Die meisten hier lebenden Paraguayer sind Arbeitsmigranten. Ende der 1970er Jahre kamen die ersten Paraguayer nach Österreich. Es war eine harte Zeit, erinnert sich die Architektin Isabel Arévalos. Sie verließ ihre Heimat aufgrund des repressiven Regimes von Alfred Stroessners Militärdiktatur (1954-1989). Freunde vermittelten Arévalos an eine Familie in Wien, wo sie auf zwei kleine Kinder aufpassen sollte. Die Familie ließ sie schwarz arbeiten. An eine Sache erinnert sie sich besonders genau: das Essen. Oder besser das Fehlen davon. Nur sehr wenige Mahlzeiten gab es für das Kindermädchen aus Lateinamerika. "Sie sagten, da ich aus Lateinamerika komme, sei ich gewöhnt, nur wenig zu essen", erinnert sich Arévalos rückblickend mit Erstaunen. Heute arbeitet die 58-jährige als Pflegekrankenschwester bei der Caritas. Dass sie aus Paraguay kommt, muss sie immer wieder betonen. Manchmal muss sie lachen, wenn sie Fremde mit einer Chinesin verwechseln. "Ich bin zu 100 Prozent Paraguayerin", sagt Arévalos, die auf ihre Mandelaugen, ebenso wie auf ihre indianischen Guaraní-Wurzeln, sehr stolz ist.
Ohne Deutschkein Ehemann
"Du bist erst dann zu 100 Prozent Paraguayer, wenn du Guaraní sprichst", erklärt Roberto Gubo seinem 10-jährigen Sohn Erick. Guaraní, eine Indio-Sprache Südamerikas, wurde 1992, neben Spanisch, als zweite offizielle Amtssprache des Landes in die Verfassung Paraguays aufgenommen. Als einziges Land Lateinamerikas wird in Paraguay die indigene Sprache sowohl auf dem Land als auch in der Stadt gesprochen. Sie ist ein wesentlicher Aspekt der kulturellen Identität.
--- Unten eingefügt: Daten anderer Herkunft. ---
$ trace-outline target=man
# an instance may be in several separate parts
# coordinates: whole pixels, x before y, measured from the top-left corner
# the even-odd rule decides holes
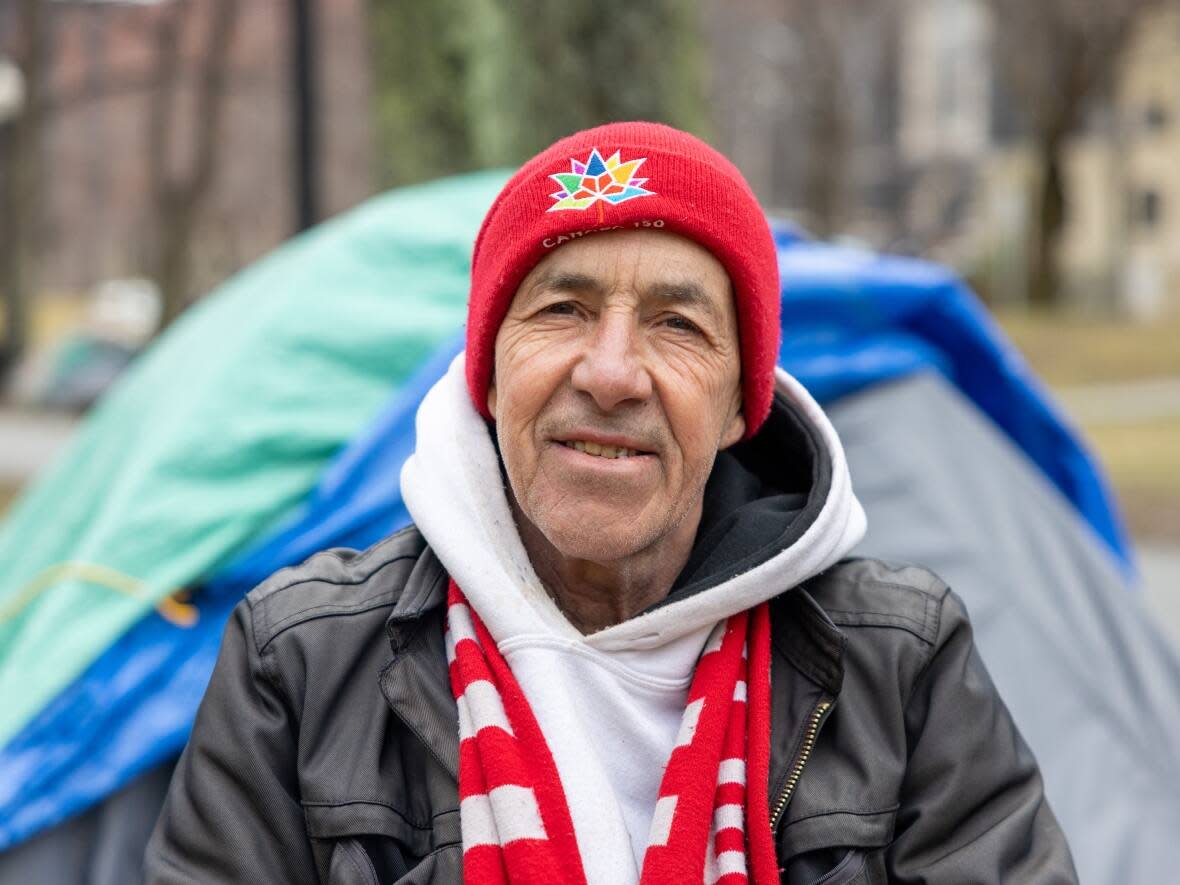
[[[738,171],[648,123],[526,164],[415,526],[254,590],[156,882],[1073,882],[961,604],[864,516],[774,363]]]

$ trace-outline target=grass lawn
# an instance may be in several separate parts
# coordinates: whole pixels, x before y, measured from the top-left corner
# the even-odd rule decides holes
[[[1129,323],[999,311],[996,318],[1053,386],[1180,376],[1180,317]]]
[[[1000,325],[1051,387],[1180,377],[1180,318],[1153,324],[1000,312]],[[1180,411],[1134,423],[1090,420],[1131,533],[1180,544]]]
[[[1110,473],[1131,534],[1180,544],[1180,416],[1084,431]]]

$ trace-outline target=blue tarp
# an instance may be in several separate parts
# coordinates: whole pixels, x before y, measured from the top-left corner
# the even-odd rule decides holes
[[[919,370],[941,373],[1040,468],[1130,574],[1126,535],[1095,461],[954,274],[811,242],[786,227],[776,237],[780,362],[788,371],[825,403]],[[195,626],[149,615],[0,751],[0,851],[180,751],[225,620],[250,586],[318,550],[367,547],[408,522],[398,477],[413,450],[414,413],[461,345],[457,331],[331,463],[296,516],[195,595]]]
[[[1057,486],[1130,577],[1126,529],[1078,433],[1023,356],[952,271],[777,231],[780,363],[822,403],[931,368],[992,419]]]

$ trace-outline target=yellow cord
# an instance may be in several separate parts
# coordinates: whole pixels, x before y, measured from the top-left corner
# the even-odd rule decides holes
[[[6,604],[0,605],[0,623],[15,618],[34,599],[54,584],[71,579],[97,584],[133,599],[143,599],[146,595],[143,581],[115,569],[89,562],[61,562],[42,571],[29,581],[16,596]],[[184,601],[187,596],[185,591],[178,590],[156,603],[156,611],[170,624],[175,624],[177,627],[191,627],[197,623],[200,612],[195,605]]]

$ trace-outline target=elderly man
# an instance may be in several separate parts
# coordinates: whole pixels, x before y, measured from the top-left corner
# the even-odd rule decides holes
[[[418,414],[415,525],[238,607],[156,882],[1064,883],[962,605],[775,369],[738,171],[649,123],[526,164]]]

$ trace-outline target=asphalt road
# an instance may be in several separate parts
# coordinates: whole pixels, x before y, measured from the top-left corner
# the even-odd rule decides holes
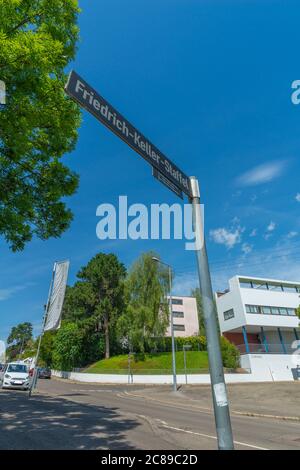
[[[52,379],[31,399],[1,391],[0,449],[216,449],[213,414],[197,390],[189,401],[184,388]],[[236,449],[300,450],[300,421],[233,414],[232,426]]]

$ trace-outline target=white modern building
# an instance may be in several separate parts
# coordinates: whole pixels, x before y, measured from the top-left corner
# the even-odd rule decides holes
[[[296,378],[300,282],[235,276],[216,304],[221,332],[240,350],[241,367],[273,380]]]
[[[199,334],[197,301],[194,297],[172,297],[172,310],[175,337]],[[171,321],[166,336],[171,336]]]

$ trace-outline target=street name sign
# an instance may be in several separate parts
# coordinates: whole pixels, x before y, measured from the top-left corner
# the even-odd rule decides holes
[[[158,150],[140,131],[125,119],[108,101],[99,95],[76,72],[69,75],[66,93],[120,139],[143,157],[159,173],[154,176],[180,196],[183,191],[191,197],[190,180],[171,160]],[[159,176],[162,175],[162,176]],[[162,178],[164,177],[164,178]],[[164,179],[164,181],[162,181]],[[170,186],[171,184],[171,186]],[[180,196],[181,197],[181,196]]]
[[[152,168],[152,175],[154,178],[156,178],[160,183],[164,184],[169,188],[173,193],[175,193],[178,197],[183,199],[183,194],[180,188],[176,186],[171,180],[165,177],[160,171],[158,171],[156,168]]]

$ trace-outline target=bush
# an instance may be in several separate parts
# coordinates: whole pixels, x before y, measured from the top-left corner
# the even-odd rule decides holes
[[[175,338],[176,351],[182,351],[183,346],[191,346],[190,351],[206,351],[206,338],[205,336],[189,336],[187,338]],[[172,351],[172,338],[162,338],[157,346],[157,352],[170,352]],[[153,352],[153,351],[146,351]]]
[[[207,343],[205,336],[190,336],[187,338],[175,338],[176,351],[182,351],[183,346],[191,346],[190,351],[207,351]],[[224,367],[228,369],[236,369],[239,367],[240,352],[236,346],[228,341],[224,336],[220,338],[221,352]],[[163,338],[159,344],[157,352],[171,352],[172,351],[172,338]],[[147,351],[153,352],[153,351]]]
[[[236,369],[240,364],[240,352],[237,347],[230,343],[228,339],[221,336],[221,352],[223,359],[223,366],[228,369]]]
[[[71,371],[82,361],[82,335],[76,323],[65,323],[54,339],[53,367]]]

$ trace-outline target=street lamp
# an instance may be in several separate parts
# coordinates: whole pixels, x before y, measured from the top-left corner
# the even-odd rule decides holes
[[[177,392],[177,380],[176,380],[176,356],[175,356],[175,336],[174,336],[174,321],[173,321],[173,307],[172,307],[172,268],[169,264],[164,263],[156,257],[152,257],[152,261],[167,266],[169,272],[169,308],[170,308],[170,319],[171,319],[171,336],[172,336],[172,370],[173,370],[173,391]]]

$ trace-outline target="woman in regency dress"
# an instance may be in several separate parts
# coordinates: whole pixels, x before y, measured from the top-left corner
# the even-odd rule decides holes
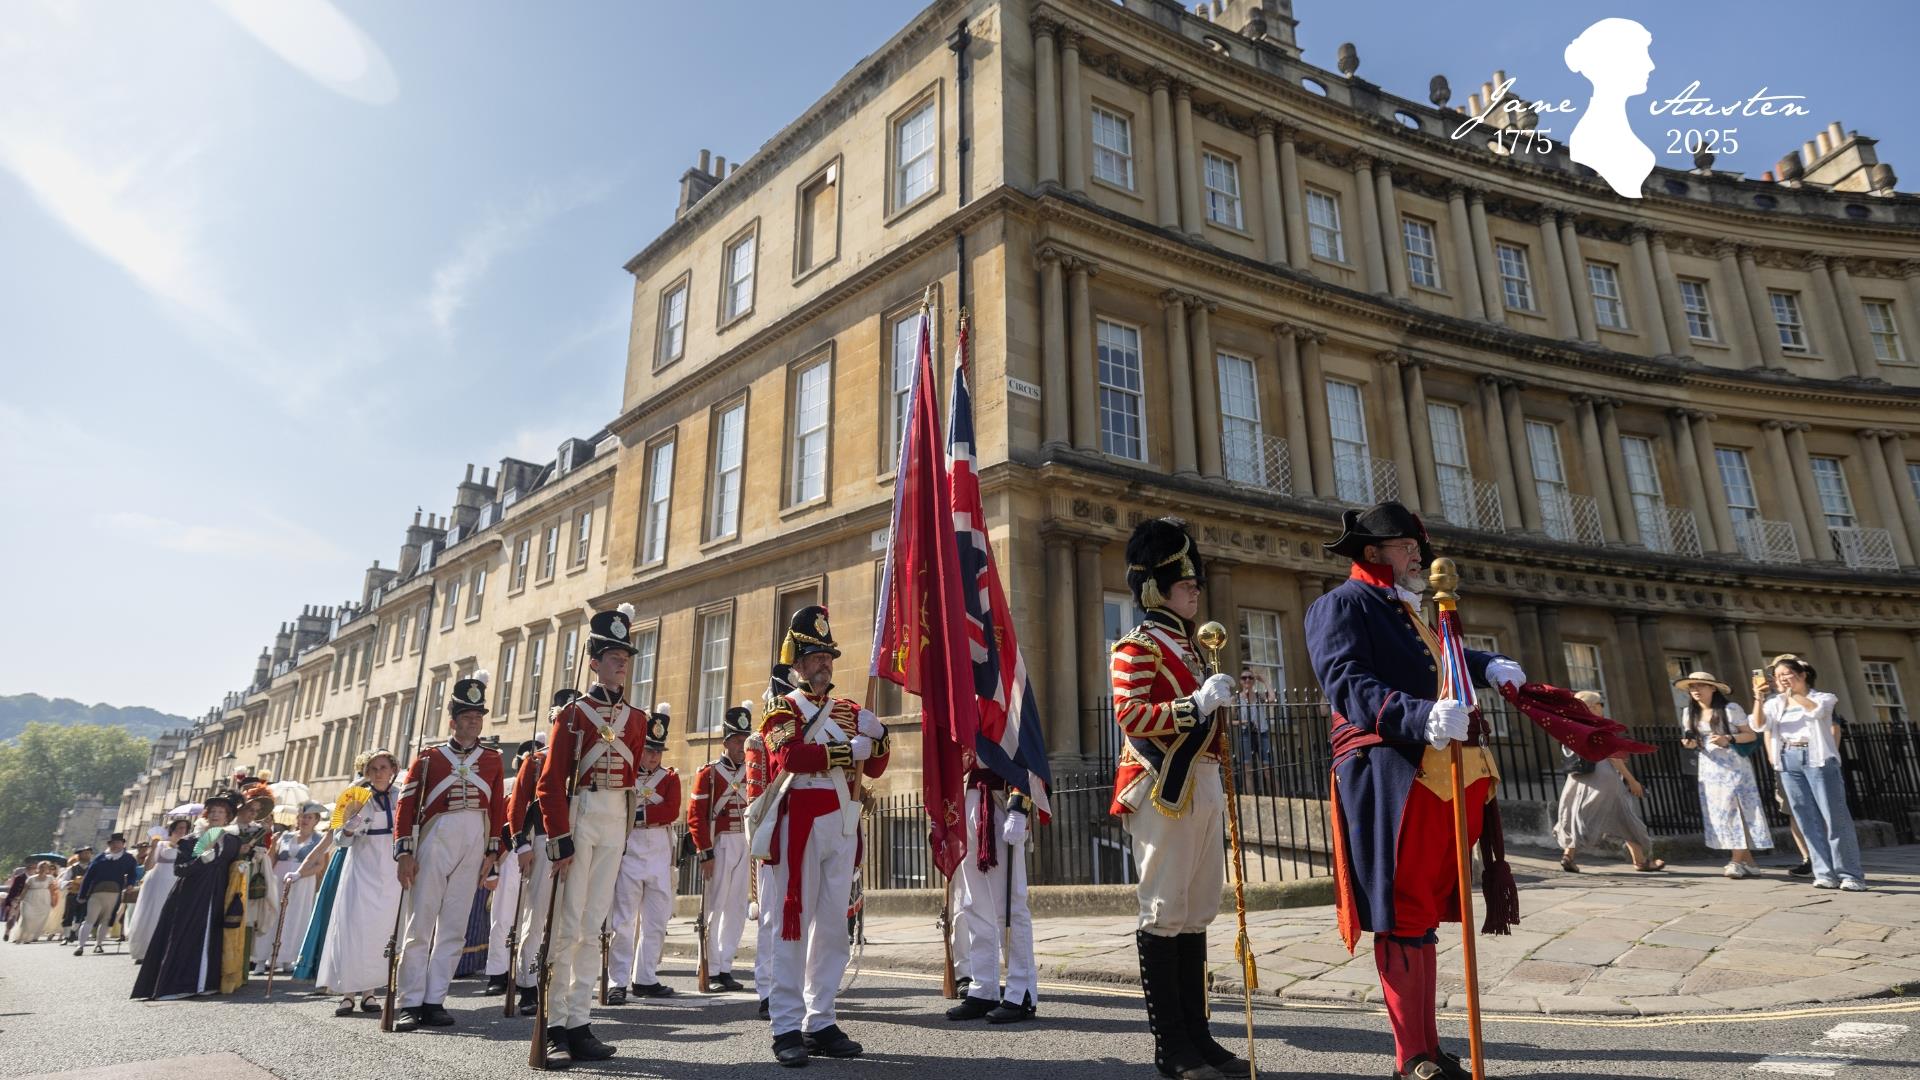
[[[1753,853],[1773,850],[1773,829],[1747,759],[1760,736],[1748,725],[1746,710],[1727,700],[1726,683],[1695,671],[1673,685],[1692,699],[1680,714],[1680,745],[1700,752],[1700,818],[1707,846],[1729,853],[1722,871],[1727,877],[1753,877]]]
[[[362,1012],[378,1012],[387,986],[386,946],[400,910],[400,878],[393,861],[393,790],[400,761],[390,750],[372,750],[357,770],[360,779],[342,792],[334,816],[336,847],[346,848],[340,885],[328,916],[325,947],[314,982],[340,995],[335,1016],[348,1016],[354,998]],[[304,872],[304,871],[303,871]]]
[[[127,947],[136,964],[146,958],[153,928],[160,925],[160,909],[173,892],[174,860],[180,857],[180,841],[191,828],[193,822],[186,818],[173,819],[167,824],[166,839],[156,841],[147,851],[147,876],[140,880],[140,896],[133,902],[133,917],[127,922]]]
[[[258,826],[236,822],[240,796],[217,792],[207,799],[207,828],[191,854],[174,861],[177,880],[160,909],[146,959],[133,981],[133,997],[174,1000],[220,989],[226,952],[234,864]],[[184,843],[182,845],[184,850]]]
[[[300,816],[294,828],[283,832],[273,842],[273,874],[267,879],[267,896],[270,917],[268,929],[261,941],[254,943],[253,955],[261,963],[271,963],[278,968],[292,968],[294,961],[300,958],[300,943],[307,936],[307,923],[313,918],[314,894],[319,885],[315,877],[301,877],[299,870],[306,865],[307,856],[325,842],[317,831],[320,818],[326,813],[326,807],[317,802],[306,803],[300,807]],[[284,910],[272,910],[280,907],[280,890],[286,889]],[[269,958],[273,951],[273,939],[280,938],[280,951]]]
[[[48,914],[54,910],[54,882],[58,880],[58,875],[53,872],[53,864],[42,859],[20,886],[20,895],[13,899],[16,910],[14,944],[24,945],[46,936]]]

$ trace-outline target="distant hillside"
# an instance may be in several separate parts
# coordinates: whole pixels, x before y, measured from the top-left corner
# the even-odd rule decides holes
[[[174,728],[190,726],[193,721],[140,705],[82,705],[70,698],[49,701],[39,694],[0,696],[0,740],[11,739],[34,722],[71,727],[99,724],[125,728],[142,739],[153,739]]]

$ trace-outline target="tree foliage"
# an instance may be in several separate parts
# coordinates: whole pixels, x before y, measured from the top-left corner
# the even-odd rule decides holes
[[[45,851],[75,798],[117,806],[146,763],[146,740],[116,727],[35,723],[0,743],[0,873]]]

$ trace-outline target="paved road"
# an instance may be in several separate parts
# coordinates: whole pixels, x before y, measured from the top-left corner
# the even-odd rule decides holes
[[[375,1017],[336,1019],[332,1002],[249,985],[232,998],[133,1002],[125,956],[75,958],[53,945],[0,945],[0,1076],[63,1080],[342,1080],[526,1075],[528,1022],[503,1020],[480,983],[455,984],[460,1026],[382,1035]],[[691,972],[667,970],[683,988]],[[842,1023],[867,1046],[858,1062],[816,1061],[815,1077],[935,1080],[995,1076],[1111,1080],[1155,1074],[1144,1064],[1145,1013],[1131,991],[1047,984],[1042,1015],[1010,1029],[961,1028],[930,979],[869,972],[843,1001]],[[786,1076],[768,1056],[766,1025],[744,995],[685,996],[611,1010],[596,1021],[620,1056],[570,1071],[594,1076],[706,1080]],[[1238,1004],[1222,999],[1224,1026]],[[1914,1030],[1909,1031],[1908,1028]],[[1377,1010],[1359,1005],[1259,1006],[1263,1076],[1377,1077],[1391,1071],[1391,1040]],[[1464,1024],[1443,1020],[1443,1038]],[[1513,1016],[1487,1024],[1492,1075],[1522,1077],[1915,1075],[1920,1003],[1892,999],[1783,1014],[1699,1018]],[[1823,1045],[1816,1045],[1825,1039]]]

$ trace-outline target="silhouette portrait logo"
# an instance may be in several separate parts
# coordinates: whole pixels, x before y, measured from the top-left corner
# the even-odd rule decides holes
[[[1567,69],[1593,84],[1580,122],[1567,137],[1567,156],[1600,174],[1629,199],[1653,172],[1653,149],[1633,133],[1627,102],[1647,92],[1653,34],[1632,19],[1601,19],[1567,44]]]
Um gegen den Verlust der Sprache im Ausland anzukämpfen und um die Kultur Paraguays in Wien zu fördern, gründete Roberto Gubo mit "Asopara" einen Kulturverein für die in Österreich lebenden Paraguayer. Erst unlängst bestellte der Verein beim Unterrichtsministerium in Paraguay für die rund 20 in Wien lebenden paraguayischen Kinder Unterrichtsmaterial in Guaraní. "Wir alle tragen Paraguay in unseren Herzen und sind stolze Botschafter unseres Landes", sagt der 35-jährige Familienvater.
Auch wenn Gubo, seine Frau Estrella und Isabel Arévalos sich für die Verbreitung der Kultur und der Sprachen Paraguays engagieren, so wissen sie doch genau, dass die Integration in Österreich ohne Deutschkenntnisse nicht stattfindet. Und so motivieren sie ihre Landsleute zum Besuch von Deutschkursen, denn "ohne Deutsch kannst du in Wien gar nichts machen, nicht einmal einen Ehemann finden", sagt Isabel mit einem breiten Lachen.
Als sie nach Wien kam und hungerte, konnte sie sich kaum verständigen. Das Wörterbuch und Freunde unterstützten sie anfangs dabei, sprachlich über die Runden zu kommen. "Damals gab es noch nicht so viele Kursangebote wie heute", sagt sie. Dass sich ihre Landsleute Sprachkurse aus Geldmangel nicht leisten können, will sie heute als Ausrede nicht gelten lassen, denn im "Lefö", einer Organisation, die sich seit 1985 für die Rechte von Migrantinnen einsetzt, kann man günstige Sprachkurse besuchen.
Mittlerweile ist es Mitternacht geworden in Gubos Residenz und somit höchste Zeit, die Rinder-Rippen fertig zu marinieren. Rund sechs Stunden muss das Fleisch Geschmack annehmen, bevor es auf dem Grill langsam gegart wird. Um fünf Uhr Früh machen sich dann alle Köche gemeinsam auf den Weg zur Donauinsel, wo sie Freunde und Landsleute treffen werden. Dann wollen sie ein bisschen Paraguay inmitten von Wien aufleben lassen - wie es sich eben für Botschafter gehört.